I make finely detailed geometrical abstract work using a variety of hand-made and digital processes and a diverse range of materials, primarily paper and ink, but also leather, wood, vinyl and paint; however, drawing always underpins my practice across the various media I employ. In my work I aim to translate the experience of tactility into a visual image and I am interested in the haptic quality of geometric patterns; for this reason, drawing by hand is a very important part of my practice. I seek to create a sense of texture through the use of grids and geometric patterns.

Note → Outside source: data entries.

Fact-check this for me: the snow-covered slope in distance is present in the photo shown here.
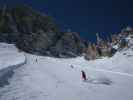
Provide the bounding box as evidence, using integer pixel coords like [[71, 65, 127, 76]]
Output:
[[0, 41, 133, 100]]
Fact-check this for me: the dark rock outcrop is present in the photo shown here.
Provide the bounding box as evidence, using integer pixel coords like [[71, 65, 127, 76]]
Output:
[[0, 6, 85, 57]]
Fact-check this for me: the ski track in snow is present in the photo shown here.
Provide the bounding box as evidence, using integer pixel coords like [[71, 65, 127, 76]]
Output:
[[0, 41, 133, 100]]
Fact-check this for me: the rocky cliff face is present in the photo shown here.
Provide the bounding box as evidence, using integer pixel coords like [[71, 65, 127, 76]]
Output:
[[0, 6, 85, 57]]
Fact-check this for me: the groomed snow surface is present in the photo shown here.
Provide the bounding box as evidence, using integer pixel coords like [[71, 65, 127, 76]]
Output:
[[0, 42, 133, 100]]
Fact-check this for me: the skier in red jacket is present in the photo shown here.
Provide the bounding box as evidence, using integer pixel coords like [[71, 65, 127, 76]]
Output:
[[81, 70, 87, 81]]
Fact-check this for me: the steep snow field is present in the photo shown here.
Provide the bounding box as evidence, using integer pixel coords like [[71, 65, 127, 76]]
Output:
[[0, 42, 133, 100]]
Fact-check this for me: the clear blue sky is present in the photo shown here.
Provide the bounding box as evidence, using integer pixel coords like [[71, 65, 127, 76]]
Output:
[[0, 0, 133, 40]]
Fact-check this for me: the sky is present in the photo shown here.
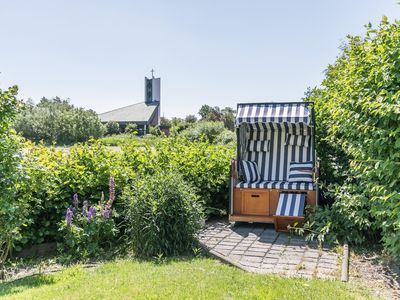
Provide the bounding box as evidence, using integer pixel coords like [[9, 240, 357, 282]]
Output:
[[0, 0, 400, 118]]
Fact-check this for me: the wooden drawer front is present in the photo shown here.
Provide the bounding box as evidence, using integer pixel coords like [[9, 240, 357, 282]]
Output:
[[242, 190, 269, 216]]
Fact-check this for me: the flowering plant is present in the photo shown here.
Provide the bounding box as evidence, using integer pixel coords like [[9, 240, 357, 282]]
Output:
[[59, 177, 118, 258]]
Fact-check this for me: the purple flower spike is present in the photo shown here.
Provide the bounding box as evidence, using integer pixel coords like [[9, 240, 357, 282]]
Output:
[[82, 200, 89, 216], [108, 177, 115, 206], [65, 207, 74, 226], [103, 207, 112, 220], [88, 206, 96, 223], [72, 193, 79, 208]]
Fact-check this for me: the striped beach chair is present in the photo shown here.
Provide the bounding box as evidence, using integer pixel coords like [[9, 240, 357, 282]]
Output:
[[274, 193, 306, 232]]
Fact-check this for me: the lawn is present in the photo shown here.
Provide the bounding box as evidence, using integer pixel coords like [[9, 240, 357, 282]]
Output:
[[0, 258, 371, 300]]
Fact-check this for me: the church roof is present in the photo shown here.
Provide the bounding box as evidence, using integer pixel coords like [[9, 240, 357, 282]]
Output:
[[99, 102, 158, 123]]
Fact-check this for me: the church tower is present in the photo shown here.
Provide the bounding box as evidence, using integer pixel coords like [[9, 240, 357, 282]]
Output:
[[144, 70, 161, 105]]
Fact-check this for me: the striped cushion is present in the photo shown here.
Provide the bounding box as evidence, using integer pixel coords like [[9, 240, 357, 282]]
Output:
[[287, 162, 313, 182], [286, 133, 311, 147], [240, 160, 261, 182], [247, 140, 270, 152], [236, 181, 315, 191], [243, 123, 314, 181], [275, 193, 306, 217]]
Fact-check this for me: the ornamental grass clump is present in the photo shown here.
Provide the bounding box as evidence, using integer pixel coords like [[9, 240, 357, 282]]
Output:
[[59, 177, 118, 259], [122, 171, 203, 257]]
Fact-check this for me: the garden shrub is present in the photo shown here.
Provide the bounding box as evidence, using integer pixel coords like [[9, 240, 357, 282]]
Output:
[[306, 17, 400, 257], [20, 141, 126, 246], [123, 172, 202, 257], [125, 123, 138, 135], [180, 121, 225, 143], [0, 86, 29, 279], [14, 97, 105, 145], [123, 137, 235, 214], [59, 177, 118, 260], [16, 136, 234, 250], [106, 121, 120, 135]]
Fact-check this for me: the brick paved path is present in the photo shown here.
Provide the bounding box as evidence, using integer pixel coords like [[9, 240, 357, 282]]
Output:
[[199, 222, 339, 279]]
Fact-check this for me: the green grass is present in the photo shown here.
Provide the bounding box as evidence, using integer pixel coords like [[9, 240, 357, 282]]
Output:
[[0, 258, 371, 300]]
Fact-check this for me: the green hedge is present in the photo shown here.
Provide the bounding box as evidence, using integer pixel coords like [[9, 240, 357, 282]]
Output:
[[306, 18, 400, 257], [17, 137, 234, 250]]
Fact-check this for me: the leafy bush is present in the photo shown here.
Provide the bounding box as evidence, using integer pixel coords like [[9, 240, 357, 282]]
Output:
[[306, 17, 400, 257], [122, 137, 235, 214], [106, 121, 120, 135], [180, 121, 225, 143], [123, 172, 202, 257], [14, 97, 105, 145], [124, 123, 138, 135], [98, 133, 137, 146], [149, 126, 161, 136], [215, 130, 236, 145], [0, 86, 29, 279], [59, 177, 118, 260], [17, 141, 125, 246]]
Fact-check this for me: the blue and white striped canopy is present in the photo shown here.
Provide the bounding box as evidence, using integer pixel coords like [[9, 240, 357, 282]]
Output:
[[236, 102, 312, 125]]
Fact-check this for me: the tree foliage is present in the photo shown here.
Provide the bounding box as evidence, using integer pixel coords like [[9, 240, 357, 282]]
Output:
[[14, 97, 105, 145], [306, 17, 400, 257], [199, 104, 236, 131]]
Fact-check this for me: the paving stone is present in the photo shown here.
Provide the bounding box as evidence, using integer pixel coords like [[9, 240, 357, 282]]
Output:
[[234, 244, 248, 251], [231, 250, 245, 255], [304, 250, 319, 258], [242, 255, 263, 263], [245, 249, 265, 257], [263, 257, 279, 265], [198, 223, 338, 279]]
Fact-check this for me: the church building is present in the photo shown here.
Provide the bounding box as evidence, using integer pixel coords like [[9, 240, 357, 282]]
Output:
[[99, 70, 160, 134]]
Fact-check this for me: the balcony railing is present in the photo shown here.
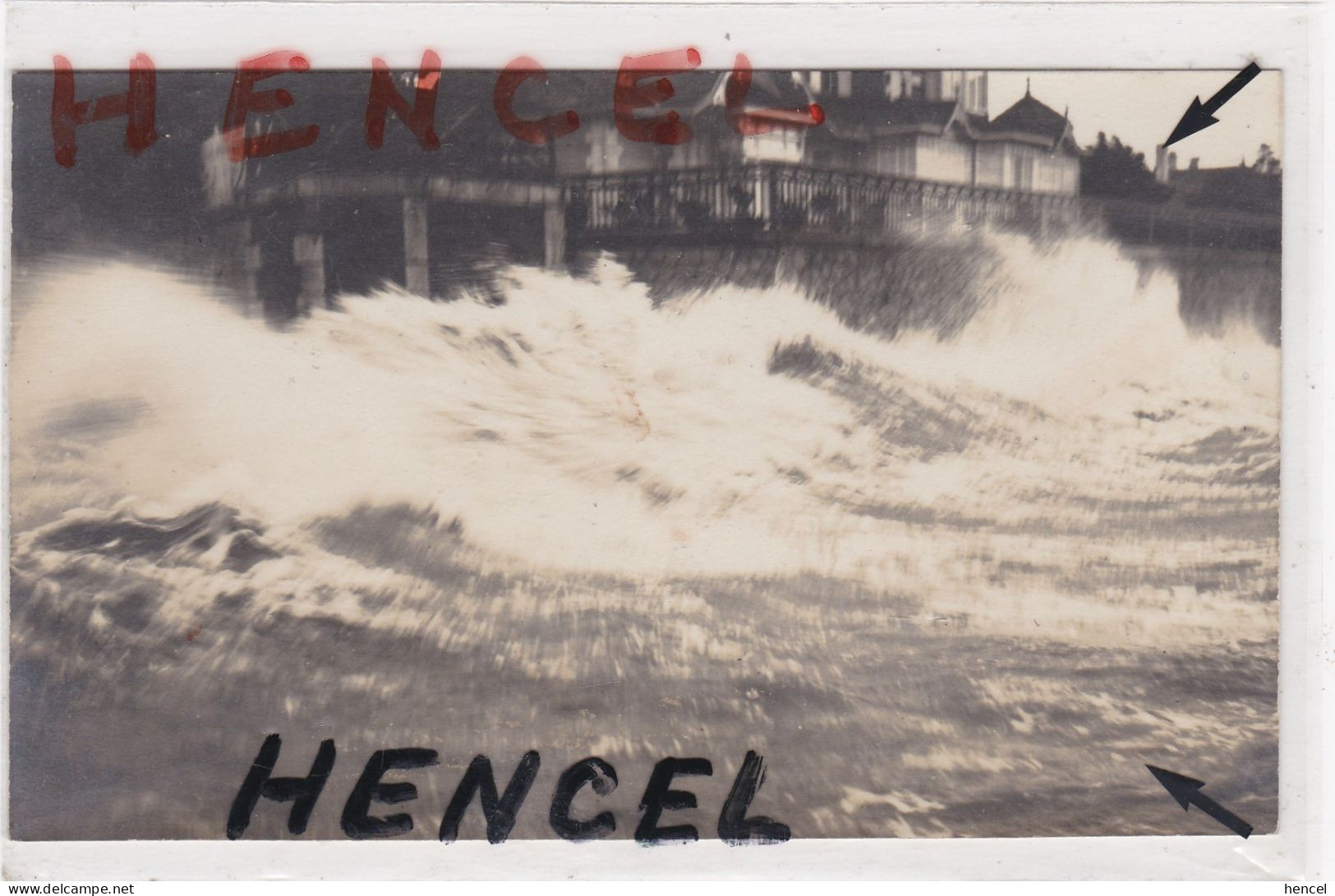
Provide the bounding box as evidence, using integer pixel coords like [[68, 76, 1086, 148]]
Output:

I am interested in the relationship between ornament and abstraction and the references of my practice are objects like textiles, tiles, bricks and various other artifacts relating to the domestic sphere, as well as to architecture and the built environment. Therefore the seemingly abstract nature of the work is only partially so, because the patterns I use are thought in relation to physical objects.

The basic structure of my work consists of grids of isosceles right triangles. I arrange, modify and distort their configuration using repetition, rotation, mirroring and other compositional methods that are typical of ornaments. In recent works these triangles have become more and more distorted and organic, but the structure that underpins the drawing is always the grid.

The relationship with the space around it is very important, even though my work tends to be flat and is concerned with surface. I am interested in creating multiple focal points of view in the work and I use this strategy to elicit a tactile and spatial response from the audience.
Scale and viewpoint play an important role in this, and the perception of my work can change significantly depending on the viewer’s proximity and their angle in relation to the surface; these factors are organised around the relationship between the macroscopic forms of the main structure of the work and the micro patterns and their distortion.

My studio work tends to have a small scale which relates to the body in a very intimate way, both in the intensively time-consuming way in which it is made, as well as in the way it is presented; I tend to see my studio work as having a relationship to domestic interiors.
My installation work and permanent commissions for buildings relate to wider architectural spaces and the size of the patterns I use is generally larger to reflect this relationship of scale between the artwork and its support or surroundings. In this type of projects, I approach the site through preliminary research that takes into consideration the context and the physical features of the place; my work can only exist within that framework if it engages in a dialogue with it.